What About the Technologies?
When it comes to the technologies the pros feel unequipped to manage their current skillset, they are the ones which are on the verge of breaking through for wider adoption.
More than half or 51% of the pros said artificial intelligence was first, followed by machine and/or deep learning at 45%, and blockchain at 34%.
As to the technologies which are essential for the day to day operations of their current situation, data sciences are in the forefront. In the past 12 months the skills the tech pros have prioritized are systems and infrastructure management (46%), cloud and/or hybrid IT (44%), and security management (39%).
Along this path, they also plan to develop skillsets which will be important in the transformation of their organization over the next three to five years. The top two skillsets are security management (49%) and hybrid IT deployment monitoring and management (48%).
Solutions: IT Upskilling and More
One of the problems tech pros have is their day-to-day IT tasks take time from career development. This was the case for 83% of the respondents, with 28% saying this always happens.
Considering tech pros are extremely proactive in upskilling, businesses should make a concerted effort to ensure they have the time need to make it happen.
SolarWinds also recommends for tech pros to collaborate more. Adding, it is now more important than ever to embrace collaboration and work with other teams.

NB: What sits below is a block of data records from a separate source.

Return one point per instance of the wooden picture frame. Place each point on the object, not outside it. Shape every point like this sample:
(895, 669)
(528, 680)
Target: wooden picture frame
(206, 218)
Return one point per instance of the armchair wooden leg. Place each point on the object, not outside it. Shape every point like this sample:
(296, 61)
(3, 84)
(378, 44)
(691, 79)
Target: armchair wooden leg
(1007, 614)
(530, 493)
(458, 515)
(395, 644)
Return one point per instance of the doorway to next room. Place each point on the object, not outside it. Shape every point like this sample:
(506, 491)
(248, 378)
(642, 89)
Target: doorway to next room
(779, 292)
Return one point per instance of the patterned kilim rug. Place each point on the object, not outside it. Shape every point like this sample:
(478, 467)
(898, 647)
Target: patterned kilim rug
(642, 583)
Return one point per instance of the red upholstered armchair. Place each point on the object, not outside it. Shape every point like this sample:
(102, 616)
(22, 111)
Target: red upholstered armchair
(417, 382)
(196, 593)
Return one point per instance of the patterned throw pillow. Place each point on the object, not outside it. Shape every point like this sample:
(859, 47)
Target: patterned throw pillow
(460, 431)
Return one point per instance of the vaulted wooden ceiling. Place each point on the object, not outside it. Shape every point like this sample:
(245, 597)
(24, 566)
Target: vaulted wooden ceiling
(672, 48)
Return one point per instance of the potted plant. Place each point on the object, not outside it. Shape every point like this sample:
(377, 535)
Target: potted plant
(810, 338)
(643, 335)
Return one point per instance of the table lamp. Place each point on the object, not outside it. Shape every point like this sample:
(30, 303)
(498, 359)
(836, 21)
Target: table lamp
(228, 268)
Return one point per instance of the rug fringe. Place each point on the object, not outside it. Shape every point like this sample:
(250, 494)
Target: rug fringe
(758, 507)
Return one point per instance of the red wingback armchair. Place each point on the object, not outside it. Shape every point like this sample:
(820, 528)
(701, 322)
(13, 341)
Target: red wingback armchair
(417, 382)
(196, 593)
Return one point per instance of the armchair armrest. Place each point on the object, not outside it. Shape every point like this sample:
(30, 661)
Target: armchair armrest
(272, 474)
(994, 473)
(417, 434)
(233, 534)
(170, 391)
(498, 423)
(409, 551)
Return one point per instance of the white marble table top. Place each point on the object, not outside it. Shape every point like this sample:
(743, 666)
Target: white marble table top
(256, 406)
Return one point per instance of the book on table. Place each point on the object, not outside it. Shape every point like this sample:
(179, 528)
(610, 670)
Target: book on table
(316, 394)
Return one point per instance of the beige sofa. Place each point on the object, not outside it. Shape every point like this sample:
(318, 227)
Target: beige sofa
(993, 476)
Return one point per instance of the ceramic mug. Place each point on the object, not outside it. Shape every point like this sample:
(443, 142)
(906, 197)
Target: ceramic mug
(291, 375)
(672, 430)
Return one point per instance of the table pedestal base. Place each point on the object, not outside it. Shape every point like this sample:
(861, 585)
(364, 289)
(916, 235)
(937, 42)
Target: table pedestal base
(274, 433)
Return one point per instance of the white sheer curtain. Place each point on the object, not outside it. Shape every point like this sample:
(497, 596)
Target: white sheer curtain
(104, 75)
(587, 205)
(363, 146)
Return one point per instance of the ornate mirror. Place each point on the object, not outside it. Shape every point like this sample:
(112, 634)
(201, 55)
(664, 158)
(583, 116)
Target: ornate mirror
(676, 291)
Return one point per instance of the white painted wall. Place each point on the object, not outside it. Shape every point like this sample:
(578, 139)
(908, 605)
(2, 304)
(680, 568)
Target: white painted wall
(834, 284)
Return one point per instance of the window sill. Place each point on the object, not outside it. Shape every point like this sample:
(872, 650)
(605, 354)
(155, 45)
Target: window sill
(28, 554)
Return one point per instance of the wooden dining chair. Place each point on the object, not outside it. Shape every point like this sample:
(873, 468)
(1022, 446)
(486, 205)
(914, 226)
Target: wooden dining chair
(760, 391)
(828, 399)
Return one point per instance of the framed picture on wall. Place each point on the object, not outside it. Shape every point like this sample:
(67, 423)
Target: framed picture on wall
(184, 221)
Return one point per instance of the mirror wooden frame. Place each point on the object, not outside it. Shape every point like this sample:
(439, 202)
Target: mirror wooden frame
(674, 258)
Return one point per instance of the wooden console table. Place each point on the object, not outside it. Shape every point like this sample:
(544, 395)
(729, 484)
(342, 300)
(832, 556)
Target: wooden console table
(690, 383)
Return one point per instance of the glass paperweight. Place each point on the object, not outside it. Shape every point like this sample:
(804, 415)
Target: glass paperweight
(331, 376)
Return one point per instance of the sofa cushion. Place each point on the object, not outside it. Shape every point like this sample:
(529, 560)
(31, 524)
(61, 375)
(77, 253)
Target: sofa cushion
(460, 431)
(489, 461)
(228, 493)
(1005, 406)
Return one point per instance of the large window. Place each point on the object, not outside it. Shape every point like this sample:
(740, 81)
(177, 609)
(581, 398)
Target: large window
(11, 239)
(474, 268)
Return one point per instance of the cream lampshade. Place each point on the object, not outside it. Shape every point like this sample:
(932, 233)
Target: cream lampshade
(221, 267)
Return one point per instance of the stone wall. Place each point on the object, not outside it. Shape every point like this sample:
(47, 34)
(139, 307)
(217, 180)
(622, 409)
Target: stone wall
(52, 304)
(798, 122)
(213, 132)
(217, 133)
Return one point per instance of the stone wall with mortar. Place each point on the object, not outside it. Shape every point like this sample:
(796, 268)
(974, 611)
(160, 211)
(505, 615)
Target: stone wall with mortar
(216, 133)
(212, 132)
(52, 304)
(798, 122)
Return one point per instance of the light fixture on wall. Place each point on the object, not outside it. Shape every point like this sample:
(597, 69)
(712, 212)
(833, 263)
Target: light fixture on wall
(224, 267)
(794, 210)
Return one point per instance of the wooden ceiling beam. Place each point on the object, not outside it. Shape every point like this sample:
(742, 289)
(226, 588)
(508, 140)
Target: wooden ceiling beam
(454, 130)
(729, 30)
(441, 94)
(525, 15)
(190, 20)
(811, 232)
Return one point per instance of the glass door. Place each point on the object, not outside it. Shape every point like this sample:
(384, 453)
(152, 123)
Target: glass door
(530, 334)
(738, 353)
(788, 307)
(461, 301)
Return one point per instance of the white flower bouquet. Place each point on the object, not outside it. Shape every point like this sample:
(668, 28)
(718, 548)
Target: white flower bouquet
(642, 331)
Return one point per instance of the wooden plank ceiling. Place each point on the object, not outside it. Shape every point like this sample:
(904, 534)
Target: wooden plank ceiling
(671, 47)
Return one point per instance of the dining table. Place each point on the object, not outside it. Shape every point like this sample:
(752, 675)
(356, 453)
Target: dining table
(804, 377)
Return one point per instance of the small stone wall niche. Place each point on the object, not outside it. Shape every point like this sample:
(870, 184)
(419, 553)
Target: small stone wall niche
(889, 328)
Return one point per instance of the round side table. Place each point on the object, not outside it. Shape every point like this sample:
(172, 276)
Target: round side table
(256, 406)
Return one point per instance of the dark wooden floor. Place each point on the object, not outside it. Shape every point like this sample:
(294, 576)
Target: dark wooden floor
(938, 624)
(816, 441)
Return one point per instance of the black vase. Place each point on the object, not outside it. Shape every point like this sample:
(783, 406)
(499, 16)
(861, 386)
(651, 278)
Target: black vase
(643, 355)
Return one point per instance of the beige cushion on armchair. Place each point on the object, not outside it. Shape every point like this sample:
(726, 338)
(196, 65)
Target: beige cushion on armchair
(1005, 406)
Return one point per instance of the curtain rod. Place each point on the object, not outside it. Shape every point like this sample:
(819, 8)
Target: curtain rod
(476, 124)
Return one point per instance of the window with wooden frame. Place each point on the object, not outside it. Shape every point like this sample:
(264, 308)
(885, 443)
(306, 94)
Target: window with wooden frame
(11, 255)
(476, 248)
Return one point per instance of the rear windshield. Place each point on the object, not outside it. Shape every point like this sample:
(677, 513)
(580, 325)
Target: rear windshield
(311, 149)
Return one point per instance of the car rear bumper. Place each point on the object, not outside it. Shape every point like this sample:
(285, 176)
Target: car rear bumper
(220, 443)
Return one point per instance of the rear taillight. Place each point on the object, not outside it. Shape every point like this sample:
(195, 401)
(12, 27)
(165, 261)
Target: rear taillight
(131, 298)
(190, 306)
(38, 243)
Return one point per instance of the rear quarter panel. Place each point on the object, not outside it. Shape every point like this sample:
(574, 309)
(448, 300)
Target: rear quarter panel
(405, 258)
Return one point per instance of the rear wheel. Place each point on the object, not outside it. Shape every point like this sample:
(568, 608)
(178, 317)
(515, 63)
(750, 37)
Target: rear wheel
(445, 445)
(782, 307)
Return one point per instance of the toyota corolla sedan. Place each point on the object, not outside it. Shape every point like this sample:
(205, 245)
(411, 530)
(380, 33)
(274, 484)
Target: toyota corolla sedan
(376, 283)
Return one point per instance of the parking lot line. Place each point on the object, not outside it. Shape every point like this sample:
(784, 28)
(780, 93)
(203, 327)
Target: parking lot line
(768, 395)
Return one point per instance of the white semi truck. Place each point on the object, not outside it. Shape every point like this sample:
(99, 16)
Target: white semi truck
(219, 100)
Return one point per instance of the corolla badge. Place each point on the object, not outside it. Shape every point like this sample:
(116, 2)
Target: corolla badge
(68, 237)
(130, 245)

It goes on to say, “This holds true when it comes to knowledge sharing, as well. A portion of tech pros around the world prefer to receive trainings primarily from colleagues, and so it’s important to remember that knowledge gained could and should be shared amongst peers for the greater good.”
At the end of the day this is a symbiotic relationship, when tech professionals have the necessary skills, it benefits the business and the pro.